This reviewer’s first encounter with Conway Twitty came at the Asheville (North Carolina) Civic Center in the summer of 1966. It was my very first live concert, my father taking me there to see Buck Owens & The Buckaroos. Opening up were Waylon Jennings and a then relative newcomer, Conway Twitty. After Twitty ambled through his first country charting song “Guess My Eyes Were Bigger Than My Heart”, my dad shook his head and commented, “the boy ain’t country”. Twitty was, after all, a crossover from the ranks of the Beatles-beaten rockabilly scene.


Now we move forward to 1974. I’m watching my dad get his haircut at El Toro, a chic, redneck unisex barbershop in Kannapolis, NC, the textile mill capital of the universe. It seemed that all the men in the chairs that day were going for one distinct style—the big hair, neo-vampire look, held together by gallons of hair-spray and made popular by country music’s first ‘adult contemporary’ star—Conway Twitty. Take away the hair, and Twitty favored Alabama governor George Wallace. The hair, the open shirt, and lots of gold rings were the trappings of white, middle-aged Southern malehood in the ‘70s.


Born Harold Lloyd Jenkins in 1933, Conway Twitty became the unlikely icon of the Southern ladies’ man. He spent most of his boyhood in Helena, Arkansas, and haggled over whether to play professional baseball or become a rock ‘n’ roller. Uncle Sam ended his athletic aspirations when Jenkins was drafted for service in Korea. After the war, he combined the names of towns in Arkansas and Texas to obtain his deep-fried stage moniker. Years later, when he began his fortuitous collaborations with “first lady of country music” Loretta Lynn, there wasn’t a trace of his blues or rockabilly roots. Twitty personified the smooth Nashville sound, infusing “pop/country” with subtle innuendo. The sultry voice we can understand. But the look? In all likelihood, Twitty’s impact on women was less a factor than his modeling for sex-hungry gents. Like chocolate-covered cherries, Conway Twitty represented what men thought their ladies wanted.
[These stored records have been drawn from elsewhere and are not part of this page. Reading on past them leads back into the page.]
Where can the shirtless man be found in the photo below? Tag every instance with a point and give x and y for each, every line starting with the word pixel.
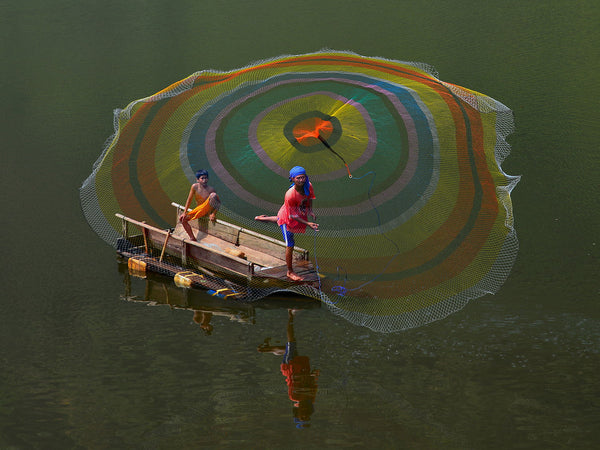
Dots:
pixel 293 215
pixel 207 199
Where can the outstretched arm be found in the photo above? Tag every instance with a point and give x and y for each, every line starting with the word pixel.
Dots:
pixel 313 225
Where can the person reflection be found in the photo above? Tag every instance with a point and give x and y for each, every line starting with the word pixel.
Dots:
pixel 301 381
pixel 203 318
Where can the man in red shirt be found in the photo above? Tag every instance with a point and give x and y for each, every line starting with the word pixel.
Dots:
pixel 293 214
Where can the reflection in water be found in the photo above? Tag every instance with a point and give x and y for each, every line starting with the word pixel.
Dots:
pixel 301 381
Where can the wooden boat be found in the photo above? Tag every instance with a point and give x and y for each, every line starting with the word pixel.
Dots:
pixel 153 290
pixel 222 250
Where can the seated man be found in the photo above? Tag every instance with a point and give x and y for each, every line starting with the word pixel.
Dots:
pixel 207 199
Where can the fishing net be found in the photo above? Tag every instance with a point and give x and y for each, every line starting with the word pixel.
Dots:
pixel 413 206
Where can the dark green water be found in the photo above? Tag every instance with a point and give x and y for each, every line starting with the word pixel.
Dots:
pixel 83 367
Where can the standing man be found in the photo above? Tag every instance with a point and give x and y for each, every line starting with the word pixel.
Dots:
pixel 207 199
pixel 293 215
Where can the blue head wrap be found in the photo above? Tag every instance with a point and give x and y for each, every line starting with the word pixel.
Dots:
pixel 300 171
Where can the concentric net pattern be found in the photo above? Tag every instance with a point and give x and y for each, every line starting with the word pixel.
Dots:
pixel 423 224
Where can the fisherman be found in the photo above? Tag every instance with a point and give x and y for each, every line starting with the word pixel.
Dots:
pixel 293 214
pixel 207 199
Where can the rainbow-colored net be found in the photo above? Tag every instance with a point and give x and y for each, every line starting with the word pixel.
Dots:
pixel 414 209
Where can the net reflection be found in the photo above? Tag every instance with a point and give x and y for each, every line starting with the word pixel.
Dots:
pixel 300 379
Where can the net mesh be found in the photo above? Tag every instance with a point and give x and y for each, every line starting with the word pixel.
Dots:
pixel 414 209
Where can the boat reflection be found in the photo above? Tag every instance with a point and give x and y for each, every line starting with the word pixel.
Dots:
pixel 300 379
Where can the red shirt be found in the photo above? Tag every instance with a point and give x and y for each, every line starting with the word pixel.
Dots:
pixel 295 204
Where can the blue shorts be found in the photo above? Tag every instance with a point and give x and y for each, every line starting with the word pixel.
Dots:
pixel 288 236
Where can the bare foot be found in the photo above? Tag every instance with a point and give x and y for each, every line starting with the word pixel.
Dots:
pixel 294 276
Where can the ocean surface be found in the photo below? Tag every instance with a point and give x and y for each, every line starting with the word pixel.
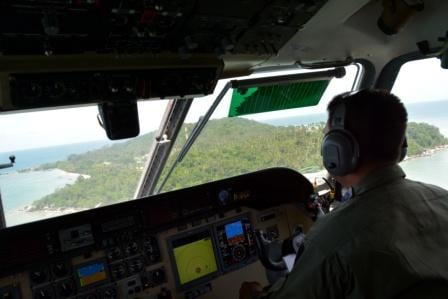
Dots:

Notwithstanding, Nashville country casts a curious spell, and Twitty piled up 40 number one hits over a quarter-century. Included on Love Songs are 14 Twitty tracks dedicated solely to amorous adventure. Among the highlights are the classics “Kiss an Angel Good Morning” (the more popular version covered by Charlie Pride), “I’d Love to Lay You Down”, and the talking “Happy Birthday Darlin’”. Twitty even wrote one of his all-time best-sellers in “(I Can’t Believe) She Gives It All to Me”. For those who came of age in the era, these songs will bring back memories of Ronco TV commercials, fish fries, and love-making—on shag carpet. As this collection lumbers along, the whine of steel guitars gives way to the warm hum of a synthesizer. Twitty was a slick as waxed linoleum.


The best moments are the scant two duets with the incomparable Loretta Lynn. No matter what Nashville did to fully pastuerize country music, it could never engineer from the coal miner’s daughter her rich, earthy voice. Hearing Lynn sing conjures up images of skinny, barefoot kids on the steps of one-room schoolhouses in the hills of eastern Kentucky—as photographed by Mary Wolcott for the FSA during the Depression. It’s her aching Appalachian cry set against Twitty’s Deep South, tenant farm foreman drawl, creating some of the most electrifying inter-regional harmonies in recorded music. It’s a shame more of their duets were not included on this collection.


Love Songs is a nice thematic collection from one of Nashville’s biggest superstars, with big hair to match. But is it real country? Only if you believe that Nashville is Music City, USA.